Hopefully, we will see improved TCP congestion
control algorithms. And TCP Vegas was one
attempt in this direction, which unfortunately proved
not to be deployable in practice,
TCP BBR was another attempt which
was problematic for other reasons, because of
its unfairness. But people are certainly working
on an alternative algorithms in this space,
and hopefully we'll see things deployed before too long.
Lecture 6 discussed TCP congestion control and its impact on latency.
It discussed the principles of congestion control (e.g., the sliding
window algorithm, AIMD, conservation of packets), and their realisation
in TCP Reno. It reviewed the choice of TCP initial window, slow start,
and the congestion avoidance phase, and the response of TCP to packet
loss as a congestion signal.
The lecture noted that TCP Reno cannot effectively make use of fast
and long distance paths (e.g., gigabit per second flows, running on
transatlantic links). It discussed the TCP Cubic algorithm, that
changes the behaviour of TCP in the congestion avoidance phase to
make more effective use of such paths.
And it noted that both TCP Reno and TCP Cubic will try to increase
their sending rate until packet loss occurs, and will use that loss
as a signal to slow down. The fills the in-network queues at routers
on the path, causing latency.
The lecture briefly discussed TCP Vegas, and the idea of using delay
changes as a congestion signal instead of packet loss, and it noted
that TCP Vegas is not deployable in parallel with TCP Reno or Cubic.

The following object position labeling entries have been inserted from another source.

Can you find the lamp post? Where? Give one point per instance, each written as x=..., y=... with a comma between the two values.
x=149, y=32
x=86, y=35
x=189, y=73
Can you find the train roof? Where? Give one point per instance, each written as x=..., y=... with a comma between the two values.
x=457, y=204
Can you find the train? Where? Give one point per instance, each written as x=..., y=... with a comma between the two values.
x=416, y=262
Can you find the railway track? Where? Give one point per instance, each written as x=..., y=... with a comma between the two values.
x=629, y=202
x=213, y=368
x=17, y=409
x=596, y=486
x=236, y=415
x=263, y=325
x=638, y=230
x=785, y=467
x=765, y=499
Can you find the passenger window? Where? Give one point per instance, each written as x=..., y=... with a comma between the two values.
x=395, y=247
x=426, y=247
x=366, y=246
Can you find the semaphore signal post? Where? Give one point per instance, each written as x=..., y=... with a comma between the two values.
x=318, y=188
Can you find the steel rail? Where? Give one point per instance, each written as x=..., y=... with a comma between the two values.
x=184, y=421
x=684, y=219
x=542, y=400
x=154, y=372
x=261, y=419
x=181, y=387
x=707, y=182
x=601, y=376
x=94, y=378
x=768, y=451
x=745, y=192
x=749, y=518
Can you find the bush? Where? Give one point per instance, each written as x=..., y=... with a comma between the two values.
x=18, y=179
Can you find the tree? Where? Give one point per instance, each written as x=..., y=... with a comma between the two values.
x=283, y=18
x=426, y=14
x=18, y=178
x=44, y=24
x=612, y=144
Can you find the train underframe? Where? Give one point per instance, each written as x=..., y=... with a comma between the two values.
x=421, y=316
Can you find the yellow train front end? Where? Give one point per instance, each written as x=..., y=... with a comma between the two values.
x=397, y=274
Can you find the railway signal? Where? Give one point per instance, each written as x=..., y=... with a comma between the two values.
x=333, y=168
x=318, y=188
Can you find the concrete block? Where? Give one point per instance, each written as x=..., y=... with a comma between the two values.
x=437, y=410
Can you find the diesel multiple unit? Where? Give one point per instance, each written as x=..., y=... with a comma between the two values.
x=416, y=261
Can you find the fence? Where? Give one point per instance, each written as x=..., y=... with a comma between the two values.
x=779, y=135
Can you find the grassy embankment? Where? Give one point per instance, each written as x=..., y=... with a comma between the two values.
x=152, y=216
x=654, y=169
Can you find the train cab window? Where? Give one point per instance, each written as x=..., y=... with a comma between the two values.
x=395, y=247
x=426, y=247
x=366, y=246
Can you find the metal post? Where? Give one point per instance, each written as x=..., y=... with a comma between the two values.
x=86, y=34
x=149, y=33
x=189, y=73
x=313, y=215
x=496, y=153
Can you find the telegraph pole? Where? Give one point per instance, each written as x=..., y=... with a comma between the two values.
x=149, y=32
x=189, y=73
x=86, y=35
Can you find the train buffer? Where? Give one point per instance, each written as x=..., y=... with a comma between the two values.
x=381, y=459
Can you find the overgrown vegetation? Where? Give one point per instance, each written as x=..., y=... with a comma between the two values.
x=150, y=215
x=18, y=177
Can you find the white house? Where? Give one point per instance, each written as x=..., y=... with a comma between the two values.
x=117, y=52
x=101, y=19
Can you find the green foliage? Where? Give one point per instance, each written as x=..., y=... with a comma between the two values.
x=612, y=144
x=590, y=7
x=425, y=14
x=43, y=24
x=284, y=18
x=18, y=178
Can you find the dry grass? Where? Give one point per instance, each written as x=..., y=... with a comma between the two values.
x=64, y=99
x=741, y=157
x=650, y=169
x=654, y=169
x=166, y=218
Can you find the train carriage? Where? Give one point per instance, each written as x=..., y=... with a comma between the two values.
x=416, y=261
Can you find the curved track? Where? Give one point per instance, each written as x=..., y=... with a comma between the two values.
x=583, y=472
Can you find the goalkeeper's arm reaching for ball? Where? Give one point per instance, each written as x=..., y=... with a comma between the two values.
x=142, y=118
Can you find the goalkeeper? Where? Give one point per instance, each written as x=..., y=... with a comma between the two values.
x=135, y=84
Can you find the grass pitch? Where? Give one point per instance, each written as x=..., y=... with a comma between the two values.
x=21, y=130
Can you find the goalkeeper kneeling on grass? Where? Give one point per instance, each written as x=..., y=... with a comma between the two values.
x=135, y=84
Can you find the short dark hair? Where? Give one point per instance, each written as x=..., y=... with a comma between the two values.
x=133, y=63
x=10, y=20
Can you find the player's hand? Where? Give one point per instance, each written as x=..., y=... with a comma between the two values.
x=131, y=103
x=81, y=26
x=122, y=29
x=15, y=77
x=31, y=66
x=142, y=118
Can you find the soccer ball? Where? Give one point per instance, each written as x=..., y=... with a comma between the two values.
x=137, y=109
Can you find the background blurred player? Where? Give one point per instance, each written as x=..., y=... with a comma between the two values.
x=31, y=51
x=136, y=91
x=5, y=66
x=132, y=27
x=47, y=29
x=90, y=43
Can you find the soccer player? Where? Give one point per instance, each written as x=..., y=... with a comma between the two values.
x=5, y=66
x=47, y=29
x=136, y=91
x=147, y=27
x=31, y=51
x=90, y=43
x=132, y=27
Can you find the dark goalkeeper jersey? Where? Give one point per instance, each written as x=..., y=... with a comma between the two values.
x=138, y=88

It highlighted ongoing research with TCP BBR to address some of the
limitations of TCP Vegas.
Finally, the lecture highlighted the possible use of Explicit Congestion
Notification as a way of signalling congestion to the endpoints, and of
causing TCP to reduce its sending rate, before the in-network queues
overflow. This potentially offers a way to reduce latency.
Discussion will focus on the behaviour of TCP Reno congestion control,
and of understanding how this leads to increased latency. It will discuss
the applicability and ease of deployment of ways of reducing that latency.